Review Comment:
This manuscript was submitted as 'full paper' and should be reviewed along the usual dimensions for research contributions which include (1) originality, (2) significance of the results, and (3) quality of writing. Please also assess the data file provided by the authors under “Long-term stable URL for resources”. In particular, assess (A) whether the data file is well organized and in particular contains a README file which makes it easy for you to assess the data, (B) whether the provided resources appear to be complete for replication of experiments, and if not, why, (C) whether the chosen repository, if it is not GitHub, Figshare or Zenodo, is appropriate for long-term repository discoverability, and (4) whether the provided data artifacts are complete. Please refer to the reviewer instructions and the FAQ for further information.
I found the work focusing on the idea of converting well-known RDF data to two other forms namely, LPG and GraphML, and then carrying out and reporting a comparative study of load performance and performance of carefully selected queries belonging to five different categories on three different setups -- SPARQL on RDF data in Virtuoso, Cypher on LPG data in Neo4j, and Gremlin on GraphML data in ArcadeDB -- a commendable effort that provides useful information to the research community and practitioners interested in maximizing the utilization of knowledge graph data available as RDF.
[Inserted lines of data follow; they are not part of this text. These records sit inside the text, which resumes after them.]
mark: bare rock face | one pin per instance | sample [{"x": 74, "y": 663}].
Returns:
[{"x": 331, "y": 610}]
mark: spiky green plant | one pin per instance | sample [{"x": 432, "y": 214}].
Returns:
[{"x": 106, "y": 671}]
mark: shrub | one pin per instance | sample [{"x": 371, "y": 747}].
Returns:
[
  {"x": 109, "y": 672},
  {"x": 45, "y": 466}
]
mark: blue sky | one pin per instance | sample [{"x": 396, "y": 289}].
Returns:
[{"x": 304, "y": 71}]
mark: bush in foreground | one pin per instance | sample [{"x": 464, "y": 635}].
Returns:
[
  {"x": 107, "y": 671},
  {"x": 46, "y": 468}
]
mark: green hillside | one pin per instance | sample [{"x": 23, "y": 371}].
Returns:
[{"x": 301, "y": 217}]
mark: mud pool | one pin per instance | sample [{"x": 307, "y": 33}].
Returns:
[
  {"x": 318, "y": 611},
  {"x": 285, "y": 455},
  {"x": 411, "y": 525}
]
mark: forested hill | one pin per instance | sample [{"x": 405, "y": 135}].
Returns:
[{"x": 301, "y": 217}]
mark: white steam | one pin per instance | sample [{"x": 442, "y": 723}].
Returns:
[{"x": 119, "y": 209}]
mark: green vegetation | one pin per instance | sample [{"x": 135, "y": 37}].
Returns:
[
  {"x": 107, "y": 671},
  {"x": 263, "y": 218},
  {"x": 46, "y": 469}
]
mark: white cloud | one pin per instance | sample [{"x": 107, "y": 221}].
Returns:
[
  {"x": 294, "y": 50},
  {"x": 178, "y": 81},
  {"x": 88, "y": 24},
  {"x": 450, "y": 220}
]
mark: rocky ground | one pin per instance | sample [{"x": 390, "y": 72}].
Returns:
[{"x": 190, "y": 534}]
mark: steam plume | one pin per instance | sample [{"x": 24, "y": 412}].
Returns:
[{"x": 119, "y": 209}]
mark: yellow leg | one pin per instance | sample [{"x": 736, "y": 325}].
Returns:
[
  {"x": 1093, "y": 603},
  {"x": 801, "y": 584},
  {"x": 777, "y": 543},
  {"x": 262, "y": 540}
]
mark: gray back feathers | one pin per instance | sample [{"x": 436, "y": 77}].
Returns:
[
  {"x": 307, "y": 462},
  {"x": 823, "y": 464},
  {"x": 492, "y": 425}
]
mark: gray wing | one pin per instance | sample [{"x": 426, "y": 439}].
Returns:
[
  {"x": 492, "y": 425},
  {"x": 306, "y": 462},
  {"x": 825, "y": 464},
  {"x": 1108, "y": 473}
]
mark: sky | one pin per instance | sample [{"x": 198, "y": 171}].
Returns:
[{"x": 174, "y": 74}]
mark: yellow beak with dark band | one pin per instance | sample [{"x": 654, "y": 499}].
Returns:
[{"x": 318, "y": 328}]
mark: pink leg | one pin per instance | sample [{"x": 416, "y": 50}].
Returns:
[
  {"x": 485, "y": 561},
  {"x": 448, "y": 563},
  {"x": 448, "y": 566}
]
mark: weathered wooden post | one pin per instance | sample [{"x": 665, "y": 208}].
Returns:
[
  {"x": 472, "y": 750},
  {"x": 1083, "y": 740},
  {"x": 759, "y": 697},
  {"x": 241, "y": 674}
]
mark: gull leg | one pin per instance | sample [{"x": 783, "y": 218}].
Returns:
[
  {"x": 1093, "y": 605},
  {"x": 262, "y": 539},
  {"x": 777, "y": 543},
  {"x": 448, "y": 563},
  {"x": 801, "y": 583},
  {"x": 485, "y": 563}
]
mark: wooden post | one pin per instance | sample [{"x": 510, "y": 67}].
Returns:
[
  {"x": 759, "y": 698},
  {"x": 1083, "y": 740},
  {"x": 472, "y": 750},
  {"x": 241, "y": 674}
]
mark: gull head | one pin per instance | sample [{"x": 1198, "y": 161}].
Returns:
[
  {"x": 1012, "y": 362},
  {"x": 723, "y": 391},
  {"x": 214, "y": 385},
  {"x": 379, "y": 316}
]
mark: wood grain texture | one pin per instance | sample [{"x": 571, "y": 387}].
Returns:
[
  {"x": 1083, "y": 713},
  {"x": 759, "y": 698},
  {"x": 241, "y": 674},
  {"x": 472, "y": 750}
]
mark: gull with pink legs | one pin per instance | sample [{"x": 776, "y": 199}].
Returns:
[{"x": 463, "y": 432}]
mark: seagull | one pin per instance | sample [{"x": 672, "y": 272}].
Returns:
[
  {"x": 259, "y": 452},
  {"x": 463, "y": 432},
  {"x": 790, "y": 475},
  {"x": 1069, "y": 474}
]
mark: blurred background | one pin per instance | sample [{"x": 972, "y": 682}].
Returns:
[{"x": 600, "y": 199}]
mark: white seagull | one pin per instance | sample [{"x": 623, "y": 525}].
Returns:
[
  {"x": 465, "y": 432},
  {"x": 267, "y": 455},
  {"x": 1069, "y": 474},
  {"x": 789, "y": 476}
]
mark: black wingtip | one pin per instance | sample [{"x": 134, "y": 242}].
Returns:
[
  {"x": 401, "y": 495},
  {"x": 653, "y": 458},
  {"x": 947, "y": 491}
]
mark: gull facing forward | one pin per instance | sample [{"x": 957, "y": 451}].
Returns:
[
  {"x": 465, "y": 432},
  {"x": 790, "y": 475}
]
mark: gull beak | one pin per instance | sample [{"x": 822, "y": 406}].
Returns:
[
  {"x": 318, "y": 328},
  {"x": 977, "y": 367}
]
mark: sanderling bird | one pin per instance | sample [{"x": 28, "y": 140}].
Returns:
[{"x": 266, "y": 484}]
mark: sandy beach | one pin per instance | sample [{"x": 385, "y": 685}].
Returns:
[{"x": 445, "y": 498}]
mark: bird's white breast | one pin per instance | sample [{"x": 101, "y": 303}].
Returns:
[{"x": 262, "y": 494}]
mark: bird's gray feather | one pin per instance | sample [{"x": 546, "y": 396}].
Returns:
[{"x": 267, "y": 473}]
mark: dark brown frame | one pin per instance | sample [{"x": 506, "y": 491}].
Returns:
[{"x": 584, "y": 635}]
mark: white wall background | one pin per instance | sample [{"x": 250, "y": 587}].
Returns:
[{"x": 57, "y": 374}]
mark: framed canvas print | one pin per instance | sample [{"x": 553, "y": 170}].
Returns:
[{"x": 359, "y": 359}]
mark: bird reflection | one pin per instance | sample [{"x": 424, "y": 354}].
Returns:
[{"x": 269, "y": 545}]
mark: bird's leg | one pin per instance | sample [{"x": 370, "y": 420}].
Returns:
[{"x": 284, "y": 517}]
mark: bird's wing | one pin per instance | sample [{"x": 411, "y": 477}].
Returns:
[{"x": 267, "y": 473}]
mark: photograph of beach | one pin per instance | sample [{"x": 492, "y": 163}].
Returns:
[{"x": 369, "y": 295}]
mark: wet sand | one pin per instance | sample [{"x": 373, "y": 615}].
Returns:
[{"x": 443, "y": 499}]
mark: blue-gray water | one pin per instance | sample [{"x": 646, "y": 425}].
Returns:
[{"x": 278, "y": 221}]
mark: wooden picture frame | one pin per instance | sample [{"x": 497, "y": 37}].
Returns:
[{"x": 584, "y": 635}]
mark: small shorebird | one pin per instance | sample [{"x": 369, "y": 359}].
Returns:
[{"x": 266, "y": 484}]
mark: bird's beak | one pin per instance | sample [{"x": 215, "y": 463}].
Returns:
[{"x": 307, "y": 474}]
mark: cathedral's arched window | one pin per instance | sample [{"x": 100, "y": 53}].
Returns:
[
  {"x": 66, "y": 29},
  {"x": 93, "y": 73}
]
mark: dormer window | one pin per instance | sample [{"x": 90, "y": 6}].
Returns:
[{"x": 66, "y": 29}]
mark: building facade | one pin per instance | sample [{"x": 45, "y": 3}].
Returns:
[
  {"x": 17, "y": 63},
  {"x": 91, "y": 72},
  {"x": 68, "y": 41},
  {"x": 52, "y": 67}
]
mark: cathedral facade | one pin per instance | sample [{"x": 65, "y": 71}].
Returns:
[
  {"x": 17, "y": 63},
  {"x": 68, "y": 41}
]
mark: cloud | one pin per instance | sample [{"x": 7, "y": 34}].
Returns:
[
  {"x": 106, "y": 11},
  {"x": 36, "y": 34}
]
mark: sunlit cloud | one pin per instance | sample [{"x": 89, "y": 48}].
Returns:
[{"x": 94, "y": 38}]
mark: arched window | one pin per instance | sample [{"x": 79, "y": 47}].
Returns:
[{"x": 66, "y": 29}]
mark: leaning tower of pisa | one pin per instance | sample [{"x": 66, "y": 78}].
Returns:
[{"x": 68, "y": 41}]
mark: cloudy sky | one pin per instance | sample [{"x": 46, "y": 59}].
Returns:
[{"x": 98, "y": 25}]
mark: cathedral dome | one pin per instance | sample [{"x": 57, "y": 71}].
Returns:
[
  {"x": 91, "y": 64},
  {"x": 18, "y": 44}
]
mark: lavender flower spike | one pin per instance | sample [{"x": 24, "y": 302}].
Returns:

I found that the content, although quite detailed, requires some improvements. Also, it was not clear to me if the datasets that the paper talks about are easily accessible for interested readers to download and experiment with. Please see my suggestions below.
A. Question: Are the three datasets used in the performance study – (based on the labels in Figure 7) biopax, ara, and cereals – available in a form that can be directly used by others for experimentation?
B. Suggestions for improving the readability:
B.1) For LPGs, the term "edge" is more popular than (and avoids any confusion that sometimes arises with use of) the term "relation". It may be easier for readers if you use the term "edge" instead of "relation" throughout the paper.
B.2) Similarly, the term "property" is more popular than "attribute" in the context of LPGs. You could use "propertyless" and "propertied" as adjectives to describe edges without any properties and edges with properties, respectively.
B.3) For Figure 2, here are some suggestions for improving the clarity:
a) Use of Figure 1 labels a, b, and c (used for RDF to LPG transitions) for creating labels for the five individual boxes in Figure 2 is very confusing. I think the labeling of Figure 2 boxes should be independent to avoid any confusion. Any correspondence between the Fig. 1 transition labels and the Fig. 2 labels should be explained in the text instead. See below for suggested re-labeling of Figure 2 boxes.
b) For parts "a) b)" on the left column, use "?nodeIRI" instead of just "?iri" as the variable name.
c) For part "c)" on both the left and the right columns, use "?edgeIRI" instead of just "?iri" as the variable name.
d) Re-label the top left box as: "node creation".
e) Re-label the middle box on the left as: "creating label(s) for nodes".
f) Consider combining the top box and the middle box on the left side into a single query and label it as: "A) creating nodes and associated labels".
g) Re-label part "c)" on the left as "B) creation of propertied edges from sets of RDF triples representing reification".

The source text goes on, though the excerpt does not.